The reduction of aromatic nitro compounds with hydrazine or hydrazine hydrate represents a special variation of the catalytic reduction, where hydrazine is the source of the hydrogen. The hydrogen can be generated by a variety of H-transfer catalysts 3, 4, 5. Especially with the use of noble metal catalysts, such as Pd, Pt or Ru, but also with the application of Ni or Cu, the catalytic hydrazine reduction gives high yields comparable to or better than the catalytic hydrogenation. In the past, the relatively high costs for hydrazine hydrate and for the noble metal catalysts prevented this reduction method from being applied at an industrial scale. However, there are two main reasons which are currently enhancing the attractivity of this catalytic H-transfer reduction: (a) It has been observed repeatedly that several cheap iron(III) compounds, especially a series of iron oxide or hydroxide modifications, exhibit an appreciable activity with regard to catalytic H-transfer 6, 7, 8, the best results being obtained with β-FeO(OH) 7, 9in methanol or ethanol [8]; (b) In cases where the catalytic hydrogenation is not the method of choice, this method offers a safe as well as an ecologically and economically beneficial alternative, above all for small product volumes in fine chemical manufacture, where the reaction can be carried out in multi-use batches under normal pressure.

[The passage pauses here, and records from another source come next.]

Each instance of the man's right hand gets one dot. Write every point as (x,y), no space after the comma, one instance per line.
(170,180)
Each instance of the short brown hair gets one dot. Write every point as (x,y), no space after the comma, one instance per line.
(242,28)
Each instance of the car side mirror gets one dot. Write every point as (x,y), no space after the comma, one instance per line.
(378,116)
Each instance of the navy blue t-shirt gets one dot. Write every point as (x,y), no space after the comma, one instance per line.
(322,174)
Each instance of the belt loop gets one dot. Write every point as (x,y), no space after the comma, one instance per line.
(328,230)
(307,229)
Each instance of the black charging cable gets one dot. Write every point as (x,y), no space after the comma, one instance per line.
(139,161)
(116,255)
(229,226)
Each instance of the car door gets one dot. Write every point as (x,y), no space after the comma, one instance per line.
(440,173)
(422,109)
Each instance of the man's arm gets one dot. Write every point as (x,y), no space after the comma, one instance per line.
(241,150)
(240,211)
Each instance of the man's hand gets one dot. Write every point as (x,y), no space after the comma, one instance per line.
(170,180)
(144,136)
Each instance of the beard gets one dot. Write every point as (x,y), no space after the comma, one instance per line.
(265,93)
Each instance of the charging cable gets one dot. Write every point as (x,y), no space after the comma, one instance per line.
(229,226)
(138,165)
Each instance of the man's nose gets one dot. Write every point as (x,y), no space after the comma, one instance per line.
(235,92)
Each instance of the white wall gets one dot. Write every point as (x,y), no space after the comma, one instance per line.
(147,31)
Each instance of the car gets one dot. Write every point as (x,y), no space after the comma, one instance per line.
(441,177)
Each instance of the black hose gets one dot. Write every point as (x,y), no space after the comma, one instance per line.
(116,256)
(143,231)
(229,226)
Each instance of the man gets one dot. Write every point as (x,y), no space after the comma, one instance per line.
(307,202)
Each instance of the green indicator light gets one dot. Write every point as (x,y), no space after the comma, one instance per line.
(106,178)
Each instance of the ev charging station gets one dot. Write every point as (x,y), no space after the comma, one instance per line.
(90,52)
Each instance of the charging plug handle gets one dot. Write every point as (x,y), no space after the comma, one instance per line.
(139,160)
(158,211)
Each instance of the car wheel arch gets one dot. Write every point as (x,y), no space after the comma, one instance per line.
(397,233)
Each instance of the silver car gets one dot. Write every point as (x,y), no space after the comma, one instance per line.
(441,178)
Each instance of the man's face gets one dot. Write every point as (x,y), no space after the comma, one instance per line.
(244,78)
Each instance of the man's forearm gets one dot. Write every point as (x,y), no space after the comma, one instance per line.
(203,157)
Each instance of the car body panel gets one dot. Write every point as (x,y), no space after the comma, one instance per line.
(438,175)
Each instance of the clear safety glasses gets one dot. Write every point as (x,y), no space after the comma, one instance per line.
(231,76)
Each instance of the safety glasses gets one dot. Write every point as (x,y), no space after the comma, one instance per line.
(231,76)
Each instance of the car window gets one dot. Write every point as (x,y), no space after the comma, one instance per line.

This prompted us to investigate the H-transfer activity of these cheap and easily synthesizable iron oxide hydroxide catalysts [10]by examining the influence of additional substituents on the rate of the reduction [11]and determining the selectivity [12]of the catalytic reduction for a selection of monosubstituted nitrobenzenes (Fig. 1).

The catalyst was prepared by precipitation of an iron oxide hydroxide from an aqueous iron(III) chloride solution with sodium hydroxide. It showed a much higher activity than the β-FeO(OH) used by Miyata et al. [7]and Ayyangar et al. [8]. This most active iron oxide hydroxide modification was found [10]to be the ferrihydrite Fe₅HO₈·4H₂O [9].